12 septembre 1996 |
Un diplôme universitaire de premier cycle devrait-il être
exigé pour devenir enquêteur à la Sûreté
du Québec et dans tous les corps de police municipaux? La question
mérite réflexion, surtout si l'acquisition de ce même
diplôme permet aux personnes concernées de mieux faire leur
travail, estiment des membres de la communauté universitaire interrogés
à ce propos.
«Les universités ne peuvent pas se défiler devant une
telle hypothèse, commente le doyen de la Faculté de droit,
André C. Côté. Il serait intéressant qu'une plate-forme
soit créée par l'intermédiaire du milieu policier pour
connaître les besoins éventuels de formation. Personnellement,
je verrais très bien l'implantation d'un programme de perfectionnement
sous forme de certificat, par exemple. Ce programme pourrait comporter des
éléments de formation juridique, psychologique et scientifique.»

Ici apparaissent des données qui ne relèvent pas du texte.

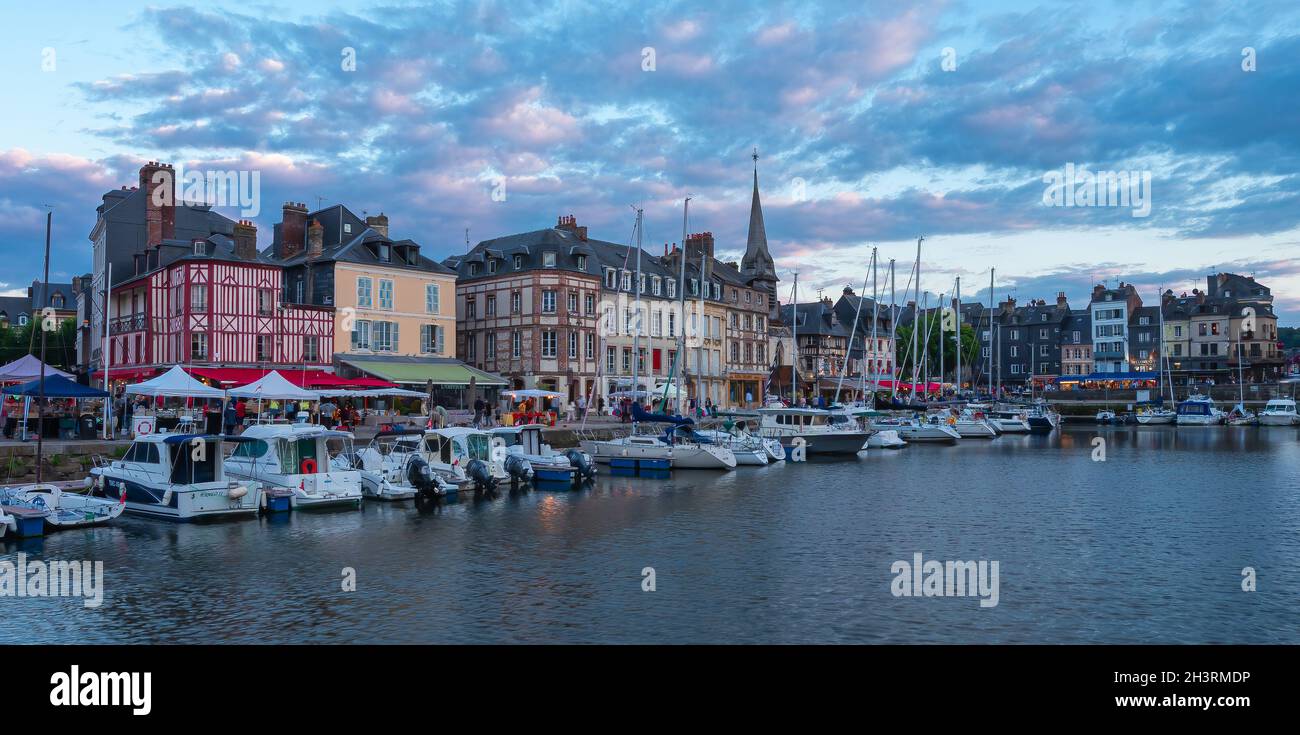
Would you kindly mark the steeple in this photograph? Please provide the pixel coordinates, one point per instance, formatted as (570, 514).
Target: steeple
(757, 264)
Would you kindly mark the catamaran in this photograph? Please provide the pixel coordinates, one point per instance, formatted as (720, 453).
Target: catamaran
(176, 476)
(298, 458)
(1279, 413)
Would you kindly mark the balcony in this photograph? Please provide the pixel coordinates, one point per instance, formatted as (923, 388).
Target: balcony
(133, 323)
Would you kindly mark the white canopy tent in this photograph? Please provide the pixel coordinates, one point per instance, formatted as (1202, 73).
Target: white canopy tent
(273, 387)
(176, 384)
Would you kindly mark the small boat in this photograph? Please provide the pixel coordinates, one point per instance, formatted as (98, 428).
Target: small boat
(823, 431)
(1279, 413)
(176, 476)
(65, 509)
(1199, 411)
(298, 458)
(546, 465)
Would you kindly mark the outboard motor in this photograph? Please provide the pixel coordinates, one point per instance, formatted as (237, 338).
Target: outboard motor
(519, 468)
(420, 476)
(580, 461)
(480, 472)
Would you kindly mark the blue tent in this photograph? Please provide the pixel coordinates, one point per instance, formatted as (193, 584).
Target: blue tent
(56, 387)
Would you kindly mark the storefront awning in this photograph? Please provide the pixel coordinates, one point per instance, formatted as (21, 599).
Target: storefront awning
(417, 372)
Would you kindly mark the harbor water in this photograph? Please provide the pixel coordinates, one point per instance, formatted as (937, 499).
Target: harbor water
(1147, 545)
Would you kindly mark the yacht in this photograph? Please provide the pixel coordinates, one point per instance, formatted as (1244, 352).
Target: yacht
(298, 458)
(176, 476)
(822, 431)
(1199, 411)
(1279, 413)
(65, 510)
(546, 465)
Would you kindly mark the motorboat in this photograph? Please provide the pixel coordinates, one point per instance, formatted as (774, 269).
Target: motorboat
(298, 458)
(684, 450)
(546, 463)
(65, 509)
(822, 431)
(176, 476)
(1199, 411)
(397, 466)
(1279, 413)
(1151, 415)
(921, 428)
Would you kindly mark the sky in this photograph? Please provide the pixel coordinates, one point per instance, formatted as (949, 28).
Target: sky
(874, 124)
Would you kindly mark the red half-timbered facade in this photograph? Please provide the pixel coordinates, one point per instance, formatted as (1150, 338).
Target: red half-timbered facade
(209, 311)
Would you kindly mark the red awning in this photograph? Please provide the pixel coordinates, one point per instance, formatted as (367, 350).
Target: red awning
(126, 374)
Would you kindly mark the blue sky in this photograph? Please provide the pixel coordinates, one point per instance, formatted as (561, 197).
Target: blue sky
(865, 137)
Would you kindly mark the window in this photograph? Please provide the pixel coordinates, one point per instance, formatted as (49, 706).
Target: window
(198, 297)
(199, 346)
(362, 334)
(430, 341)
(363, 293)
(385, 336)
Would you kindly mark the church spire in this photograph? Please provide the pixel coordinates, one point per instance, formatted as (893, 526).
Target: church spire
(757, 263)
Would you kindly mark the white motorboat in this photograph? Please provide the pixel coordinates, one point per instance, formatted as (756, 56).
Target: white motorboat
(822, 431)
(65, 510)
(176, 476)
(1199, 411)
(1279, 413)
(885, 439)
(298, 458)
(546, 463)
(1152, 415)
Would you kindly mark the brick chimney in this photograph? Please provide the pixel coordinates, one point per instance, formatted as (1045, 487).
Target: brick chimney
(293, 229)
(246, 240)
(315, 238)
(378, 224)
(157, 180)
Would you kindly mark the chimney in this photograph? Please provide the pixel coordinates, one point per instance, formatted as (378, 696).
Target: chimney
(315, 240)
(157, 180)
(246, 240)
(293, 229)
(378, 224)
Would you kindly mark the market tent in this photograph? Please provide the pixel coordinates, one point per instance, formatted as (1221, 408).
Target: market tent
(27, 367)
(274, 385)
(177, 384)
(56, 387)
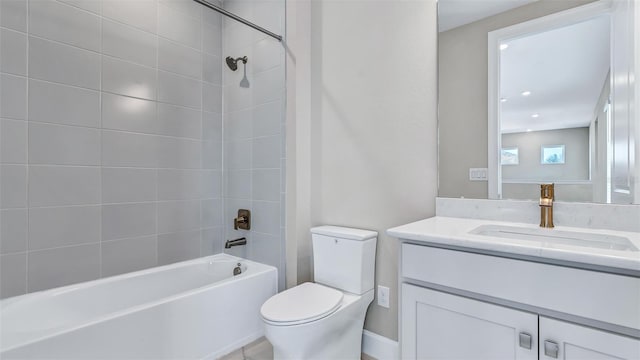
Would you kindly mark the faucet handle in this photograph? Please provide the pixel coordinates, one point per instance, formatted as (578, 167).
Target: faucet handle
(243, 221)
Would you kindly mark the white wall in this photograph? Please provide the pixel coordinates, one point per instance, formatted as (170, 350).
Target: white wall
(372, 127)
(111, 143)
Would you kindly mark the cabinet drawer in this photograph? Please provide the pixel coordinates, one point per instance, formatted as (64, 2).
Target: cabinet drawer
(594, 295)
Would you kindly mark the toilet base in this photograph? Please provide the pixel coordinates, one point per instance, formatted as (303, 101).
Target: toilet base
(337, 336)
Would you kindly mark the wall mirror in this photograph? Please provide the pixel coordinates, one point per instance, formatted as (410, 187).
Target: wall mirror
(556, 79)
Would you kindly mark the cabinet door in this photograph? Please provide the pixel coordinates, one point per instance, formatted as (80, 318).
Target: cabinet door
(436, 325)
(561, 340)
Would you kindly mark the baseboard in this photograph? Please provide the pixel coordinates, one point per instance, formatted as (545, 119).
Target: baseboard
(379, 347)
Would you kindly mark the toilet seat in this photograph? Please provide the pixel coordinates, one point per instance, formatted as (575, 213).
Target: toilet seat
(304, 303)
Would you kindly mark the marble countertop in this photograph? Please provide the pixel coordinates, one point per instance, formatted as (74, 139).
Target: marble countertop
(450, 231)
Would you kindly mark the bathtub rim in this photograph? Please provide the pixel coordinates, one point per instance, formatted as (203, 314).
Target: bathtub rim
(260, 269)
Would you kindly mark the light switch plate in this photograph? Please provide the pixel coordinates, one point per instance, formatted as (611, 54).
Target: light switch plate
(478, 174)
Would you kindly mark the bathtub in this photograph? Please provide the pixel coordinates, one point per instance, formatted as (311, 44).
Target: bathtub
(195, 309)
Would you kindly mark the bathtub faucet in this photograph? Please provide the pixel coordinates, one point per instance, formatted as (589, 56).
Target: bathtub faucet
(230, 243)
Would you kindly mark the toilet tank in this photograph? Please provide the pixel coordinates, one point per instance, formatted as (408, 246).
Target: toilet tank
(344, 258)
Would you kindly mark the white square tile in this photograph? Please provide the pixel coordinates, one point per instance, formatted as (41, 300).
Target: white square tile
(176, 216)
(63, 64)
(211, 213)
(125, 185)
(179, 184)
(267, 85)
(211, 184)
(212, 69)
(63, 145)
(13, 186)
(128, 43)
(267, 119)
(121, 221)
(126, 78)
(212, 35)
(13, 141)
(63, 185)
(179, 90)
(13, 274)
(179, 121)
(61, 22)
(267, 54)
(13, 14)
(179, 153)
(238, 154)
(212, 241)
(212, 98)
(238, 184)
(179, 59)
(266, 217)
(238, 125)
(123, 256)
(89, 5)
(266, 152)
(53, 227)
(128, 149)
(13, 230)
(211, 126)
(133, 12)
(13, 97)
(212, 155)
(179, 27)
(127, 113)
(178, 247)
(63, 266)
(266, 184)
(13, 47)
(61, 104)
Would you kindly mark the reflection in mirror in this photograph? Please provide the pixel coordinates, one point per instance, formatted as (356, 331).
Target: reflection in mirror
(538, 79)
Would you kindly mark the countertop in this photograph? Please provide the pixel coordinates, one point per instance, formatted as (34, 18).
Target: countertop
(455, 232)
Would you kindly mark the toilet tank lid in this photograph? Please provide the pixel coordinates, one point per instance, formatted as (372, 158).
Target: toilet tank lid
(344, 232)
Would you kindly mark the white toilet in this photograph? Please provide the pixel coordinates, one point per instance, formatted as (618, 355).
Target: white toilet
(324, 320)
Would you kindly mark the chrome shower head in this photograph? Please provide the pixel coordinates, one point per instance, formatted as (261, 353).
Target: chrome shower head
(233, 63)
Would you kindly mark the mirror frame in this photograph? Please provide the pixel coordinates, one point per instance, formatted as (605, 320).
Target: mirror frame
(495, 37)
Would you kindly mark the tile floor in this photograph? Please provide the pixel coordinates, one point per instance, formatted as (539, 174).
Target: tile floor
(262, 350)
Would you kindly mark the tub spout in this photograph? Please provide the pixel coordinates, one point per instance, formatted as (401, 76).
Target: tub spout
(231, 243)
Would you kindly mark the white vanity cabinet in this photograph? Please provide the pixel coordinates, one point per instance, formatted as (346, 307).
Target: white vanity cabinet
(464, 305)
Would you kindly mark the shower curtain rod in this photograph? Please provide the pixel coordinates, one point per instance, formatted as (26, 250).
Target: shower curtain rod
(238, 18)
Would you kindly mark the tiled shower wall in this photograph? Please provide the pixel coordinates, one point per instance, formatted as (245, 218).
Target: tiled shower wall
(254, 132)
(111, 140)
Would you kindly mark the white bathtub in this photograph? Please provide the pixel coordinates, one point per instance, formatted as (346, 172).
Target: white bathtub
(189, 310)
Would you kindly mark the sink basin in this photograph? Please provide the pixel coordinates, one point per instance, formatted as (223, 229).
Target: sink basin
(598, 241)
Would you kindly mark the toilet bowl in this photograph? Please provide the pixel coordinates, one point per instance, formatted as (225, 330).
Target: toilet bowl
(324, 320)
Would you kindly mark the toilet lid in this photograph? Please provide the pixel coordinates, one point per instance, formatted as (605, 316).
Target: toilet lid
(304, 303)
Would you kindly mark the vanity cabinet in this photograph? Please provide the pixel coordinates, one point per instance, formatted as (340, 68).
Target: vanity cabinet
(464, 305)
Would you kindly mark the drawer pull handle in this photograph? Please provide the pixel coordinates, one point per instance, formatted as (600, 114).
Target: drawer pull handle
(551, 349)
(525, 340)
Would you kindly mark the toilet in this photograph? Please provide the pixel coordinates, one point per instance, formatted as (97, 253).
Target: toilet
(324, 319)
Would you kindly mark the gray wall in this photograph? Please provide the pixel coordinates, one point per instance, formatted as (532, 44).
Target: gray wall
(254, 132)
(462, 95)
(576, 166)
(373, 155)
(111, 138)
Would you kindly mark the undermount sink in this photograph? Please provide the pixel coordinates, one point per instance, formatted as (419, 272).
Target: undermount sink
(599, 241)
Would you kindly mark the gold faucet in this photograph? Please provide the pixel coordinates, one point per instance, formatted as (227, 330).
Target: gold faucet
(546, 205)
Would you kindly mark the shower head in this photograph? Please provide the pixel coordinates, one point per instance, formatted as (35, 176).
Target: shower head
(233, 63)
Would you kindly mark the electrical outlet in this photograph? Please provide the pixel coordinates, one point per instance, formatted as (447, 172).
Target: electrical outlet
(383, 296)
(478, 174)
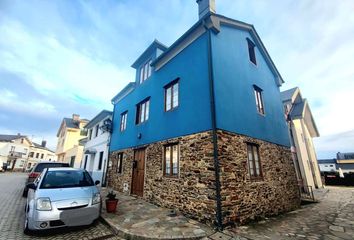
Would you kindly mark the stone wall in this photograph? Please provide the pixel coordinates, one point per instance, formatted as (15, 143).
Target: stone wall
(244, 199)
(193, 192)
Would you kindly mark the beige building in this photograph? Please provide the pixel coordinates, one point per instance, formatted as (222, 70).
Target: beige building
(14, 150)
(70, 133)
(39, 152)
(302, 128)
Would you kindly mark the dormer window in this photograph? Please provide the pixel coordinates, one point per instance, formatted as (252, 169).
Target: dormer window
(145, 71)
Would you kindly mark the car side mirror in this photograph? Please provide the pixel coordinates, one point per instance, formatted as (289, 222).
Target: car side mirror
(32, 186)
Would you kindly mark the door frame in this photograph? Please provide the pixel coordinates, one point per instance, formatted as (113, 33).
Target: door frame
(131, 182)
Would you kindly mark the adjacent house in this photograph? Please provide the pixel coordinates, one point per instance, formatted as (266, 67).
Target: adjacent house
(14, 150)
(302, 128)
(19, 153)
(327, 165)
(39, 152)
(201, 129)
(97, 145)
(69, 149)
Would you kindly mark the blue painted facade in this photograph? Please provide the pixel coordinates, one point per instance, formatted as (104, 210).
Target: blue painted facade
(191, 116)
(234, 77)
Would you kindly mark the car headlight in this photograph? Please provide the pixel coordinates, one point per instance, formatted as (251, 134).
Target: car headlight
(96, 198)
(44, 204)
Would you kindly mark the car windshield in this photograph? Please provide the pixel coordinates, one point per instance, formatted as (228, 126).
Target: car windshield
(66, 179)
(41, 166)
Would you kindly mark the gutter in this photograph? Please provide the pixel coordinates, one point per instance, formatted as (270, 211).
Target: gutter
(214, 131)
(104, 184)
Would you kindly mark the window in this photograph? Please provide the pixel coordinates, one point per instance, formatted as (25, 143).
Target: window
(142, 111)
(90, 134)
(145, 71)
(96, 130)
(171, 95)
(85, 163)
(120, 163)
(254, 164)
(251, 51)
(123, 121)
(72, 161)
(171, 160)
(259, 99)
(100, 161)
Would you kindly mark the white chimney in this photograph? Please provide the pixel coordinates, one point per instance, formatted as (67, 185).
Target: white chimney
(205, 6)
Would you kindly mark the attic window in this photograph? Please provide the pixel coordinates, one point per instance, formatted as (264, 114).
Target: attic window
(145, 71)
(251, 51)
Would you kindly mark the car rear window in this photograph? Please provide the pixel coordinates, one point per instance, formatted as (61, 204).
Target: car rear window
(66, 179)
(41, 166)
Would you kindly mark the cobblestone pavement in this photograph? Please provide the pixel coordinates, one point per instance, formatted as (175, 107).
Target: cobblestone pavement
(137, 219)
(332, 218)
(12, 215)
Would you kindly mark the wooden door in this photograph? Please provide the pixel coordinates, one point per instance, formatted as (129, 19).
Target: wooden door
(138, 172)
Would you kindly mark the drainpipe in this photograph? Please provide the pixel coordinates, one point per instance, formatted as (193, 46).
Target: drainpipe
(214, 132)
(104, 184)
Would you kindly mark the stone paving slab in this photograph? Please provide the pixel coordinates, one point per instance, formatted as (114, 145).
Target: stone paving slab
(331, 218)
(137, 219)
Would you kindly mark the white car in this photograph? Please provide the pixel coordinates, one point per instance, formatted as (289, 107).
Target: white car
(62, 197)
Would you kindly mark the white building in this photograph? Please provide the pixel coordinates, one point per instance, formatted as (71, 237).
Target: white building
(39, 152)
(95, 158)
(302, 129)
(19, 153)
(14, 150)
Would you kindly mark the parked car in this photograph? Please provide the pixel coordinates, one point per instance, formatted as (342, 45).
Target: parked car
(37, 169)
(62, 197)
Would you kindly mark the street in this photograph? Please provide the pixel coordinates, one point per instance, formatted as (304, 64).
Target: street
(12, 215)
(331, 218)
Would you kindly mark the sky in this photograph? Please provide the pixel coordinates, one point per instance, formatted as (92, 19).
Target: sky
(63, 57)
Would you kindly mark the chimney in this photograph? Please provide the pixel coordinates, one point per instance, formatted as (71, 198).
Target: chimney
(76, 117)
(205, 6)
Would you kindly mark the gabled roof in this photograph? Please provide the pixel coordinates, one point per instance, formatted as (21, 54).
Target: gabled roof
(214, 21)
(153, 46)
(36, 145)
(71, 123)
(288, 95)
(9, 138)
(124, 92)
(99, 117)
(323, 161)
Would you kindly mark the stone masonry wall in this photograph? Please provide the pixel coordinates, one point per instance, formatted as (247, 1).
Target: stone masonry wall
(244, 199)
(193, 193)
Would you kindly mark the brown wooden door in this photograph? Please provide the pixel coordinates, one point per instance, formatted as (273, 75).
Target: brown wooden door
(138, 172)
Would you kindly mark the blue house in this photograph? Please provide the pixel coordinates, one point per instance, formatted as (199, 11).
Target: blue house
(202, 129)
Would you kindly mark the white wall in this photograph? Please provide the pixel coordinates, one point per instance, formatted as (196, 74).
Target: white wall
(96, 144)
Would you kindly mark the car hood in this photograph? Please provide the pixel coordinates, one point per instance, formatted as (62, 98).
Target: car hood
(59, 194)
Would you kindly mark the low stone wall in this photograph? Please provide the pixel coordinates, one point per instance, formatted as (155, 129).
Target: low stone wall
(193, 193)
(244, 199)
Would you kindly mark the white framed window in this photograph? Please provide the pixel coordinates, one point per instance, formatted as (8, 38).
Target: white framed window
(123, 121)
(145, 71)
(142, 111)
(172, 95)
(259, 99)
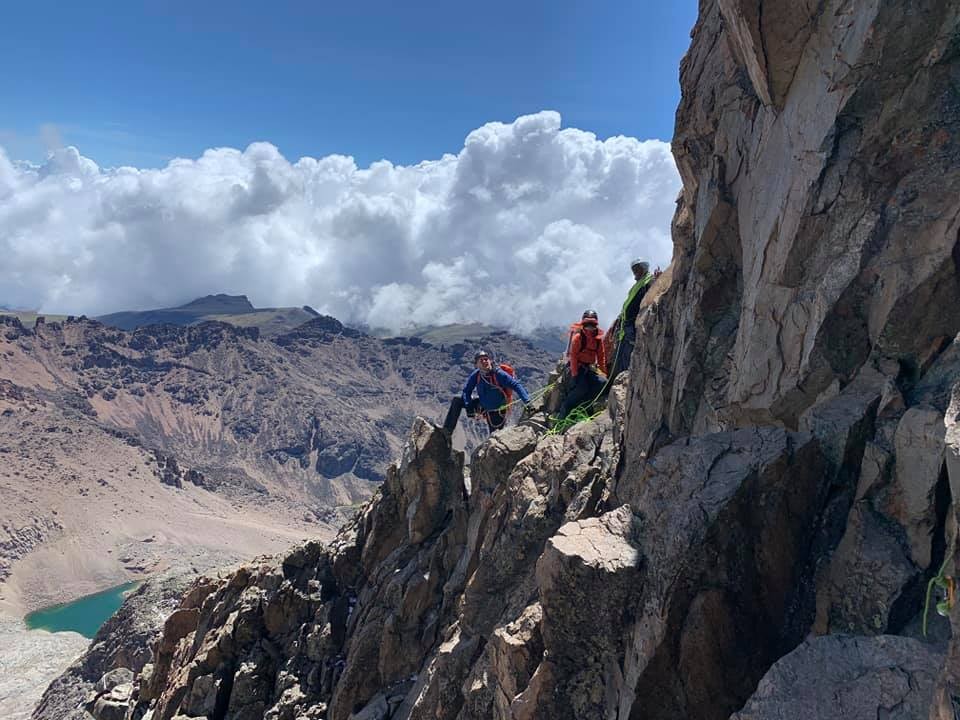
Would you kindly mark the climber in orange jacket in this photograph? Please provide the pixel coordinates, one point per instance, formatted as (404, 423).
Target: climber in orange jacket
(587, 362)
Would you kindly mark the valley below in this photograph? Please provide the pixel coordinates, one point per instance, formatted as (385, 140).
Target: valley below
(176, 451)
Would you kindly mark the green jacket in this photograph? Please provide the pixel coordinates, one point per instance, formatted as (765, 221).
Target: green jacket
(635, 295)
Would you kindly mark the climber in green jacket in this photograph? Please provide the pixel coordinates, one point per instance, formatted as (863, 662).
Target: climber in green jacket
(627, 332)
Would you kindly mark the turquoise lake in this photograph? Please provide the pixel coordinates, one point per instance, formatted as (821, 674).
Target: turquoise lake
(84, 616)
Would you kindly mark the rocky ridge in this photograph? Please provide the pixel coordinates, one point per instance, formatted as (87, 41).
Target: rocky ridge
(122, 453)
(749, 530)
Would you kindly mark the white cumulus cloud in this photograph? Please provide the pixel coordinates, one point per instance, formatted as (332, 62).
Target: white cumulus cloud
(527, 225)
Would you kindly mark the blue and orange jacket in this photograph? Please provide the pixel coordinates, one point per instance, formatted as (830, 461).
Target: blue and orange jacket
(488, 388)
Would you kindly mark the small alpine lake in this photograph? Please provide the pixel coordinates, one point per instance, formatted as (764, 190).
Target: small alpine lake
(84, 615)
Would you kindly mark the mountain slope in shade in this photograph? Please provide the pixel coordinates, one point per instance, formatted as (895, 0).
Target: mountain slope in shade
(141, 449)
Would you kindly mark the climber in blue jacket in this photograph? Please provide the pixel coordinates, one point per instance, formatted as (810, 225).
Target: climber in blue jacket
(495, 387)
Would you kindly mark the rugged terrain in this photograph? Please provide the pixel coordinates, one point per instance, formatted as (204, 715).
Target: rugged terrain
(749, 530)
(122, 450)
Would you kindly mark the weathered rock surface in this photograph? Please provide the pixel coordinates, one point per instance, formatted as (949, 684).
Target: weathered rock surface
(848, 678)
(119, 649)
(779, 464)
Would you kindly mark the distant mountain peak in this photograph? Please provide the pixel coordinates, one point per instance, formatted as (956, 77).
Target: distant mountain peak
(221, 302)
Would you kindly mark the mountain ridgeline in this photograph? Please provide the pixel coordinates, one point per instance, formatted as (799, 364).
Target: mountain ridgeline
(749, 530)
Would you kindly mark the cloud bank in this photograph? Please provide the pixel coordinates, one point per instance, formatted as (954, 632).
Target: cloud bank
(527, 225)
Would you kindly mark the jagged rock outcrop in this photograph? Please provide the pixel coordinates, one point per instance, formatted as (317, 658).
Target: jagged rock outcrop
(848, 678)
(779, 466)
(119, 649)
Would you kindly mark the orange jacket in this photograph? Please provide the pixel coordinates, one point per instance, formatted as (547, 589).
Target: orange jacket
(585, 350)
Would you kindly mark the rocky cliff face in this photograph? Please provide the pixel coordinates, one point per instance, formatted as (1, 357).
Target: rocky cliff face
(125, 452)
(749, 531)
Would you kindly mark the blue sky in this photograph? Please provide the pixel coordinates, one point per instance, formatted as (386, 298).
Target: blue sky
(137, 83)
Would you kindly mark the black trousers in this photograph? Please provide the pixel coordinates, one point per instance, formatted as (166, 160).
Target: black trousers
(495, 419)
(587, 385)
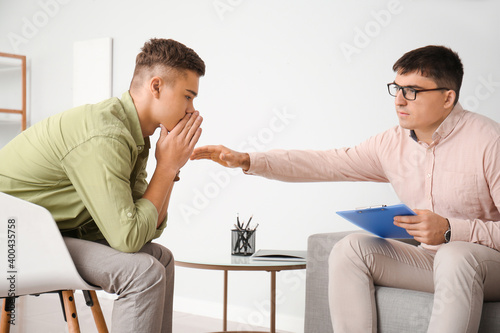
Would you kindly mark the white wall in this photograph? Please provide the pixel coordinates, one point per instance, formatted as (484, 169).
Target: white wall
(280, 74)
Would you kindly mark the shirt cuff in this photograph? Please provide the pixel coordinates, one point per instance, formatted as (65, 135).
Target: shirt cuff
(257, 163)
(162, 227)
(460, 230)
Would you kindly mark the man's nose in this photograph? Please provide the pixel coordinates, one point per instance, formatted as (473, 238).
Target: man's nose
(399, 99)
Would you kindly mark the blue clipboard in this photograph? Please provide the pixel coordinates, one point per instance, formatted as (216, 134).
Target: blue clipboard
(379, 220)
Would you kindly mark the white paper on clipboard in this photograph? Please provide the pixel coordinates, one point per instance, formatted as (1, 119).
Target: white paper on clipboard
(379, 220)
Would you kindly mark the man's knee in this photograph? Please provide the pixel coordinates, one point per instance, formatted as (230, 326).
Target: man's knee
(455, 256)
(347, 247)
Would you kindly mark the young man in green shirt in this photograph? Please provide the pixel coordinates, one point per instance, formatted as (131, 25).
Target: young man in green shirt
(87, 166)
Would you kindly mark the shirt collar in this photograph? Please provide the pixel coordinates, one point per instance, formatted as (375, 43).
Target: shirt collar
(446, 126)
(133, 118)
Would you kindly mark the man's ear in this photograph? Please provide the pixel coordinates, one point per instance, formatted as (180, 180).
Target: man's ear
(450, 99)
(155, 85)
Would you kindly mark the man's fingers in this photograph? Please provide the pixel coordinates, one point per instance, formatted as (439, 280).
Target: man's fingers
(204, 152)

On sait qu'un groupe de travail (externe au milieu universitaire) chargé
d'examiner les pratiques en matière d'enquêtes criminelles
au sein des corps de police du Québec recommandait récemment
que le ministère de la Sécurité publique établisse
le diplôme universitaire comme exigence minimale pour devenir enquêteur
à la Sûreté du Québec et dans tous les corps
de police municipaux. Dirigé par l'avocat Jacques Bellemare, le groupe
favorise un remaniement de la sélection et de la formation des enquêteurs,
en plus de proposer une nouvelle manière de procéder dans
le déroulement des enquêtes criminelles.
Un «plus» de toute façon
«Plus les personnes sont formées et plus elles sont susceptibles
d'être à la hauteur de la situation au travail», note
pour sa part Lise Darveau-Fournier, doyenne de la Faculté des sciences
sociales. À l'instar d'André C. Côté, elle croit
à la nécessité de procéder à une étude
des besoins, en interaction avec le milieu policier, si l'idée de
mieux armer nos enquêteurs - intellectuellement s'entend - faisait
son chemin dans notre université. Dans une telle éventualité,
la doyenne préconiserait une formation multidisciplinaire comprenant
des cours de sociologie, de psychologie, de droit et de science politique.
Des techniques à repenser
Selon Germain Trottier, criminologue et professeur à l'École
de service social, il est important que non seulement les enquêteurs,
mais aussi les policiers, possèdent certaines connaissances sur les
valeurs culturelles des gens des quartiers où ils sont en poste.
«Prenons le cas d'un jeune Haïtien pris en défaut qui se
fait traiter de "baveux" par le policier parce qu'il garde la
tête baissée devant lui. Si le policier en question savait
que le jeune a appris, dans sa culture, à ne pas regarder le parent
ou un supérieur en face, c'est-à-dire à ne pas défier
l'autorité, les choses se passeraient parfois autrement.»
Faut-il pour autant exiger de l'enquêteur ou du policier qu'il fasse
ses classes à l'université avant d'être «relâché»
dans la société? Théoriquement parlant, il serait souhaitable
qu'une formation en droit ou en sociologie soit appliquée, indique
Germain Trottier. La formation actuellement offerte aux futurs policiers
dans les cegeps est trop axée sur les techniques, négligeant
des aspects importants comme la psychologie de la persuasion et la tolérance.
C'est peut-être par là qu'il faudrait commencer.»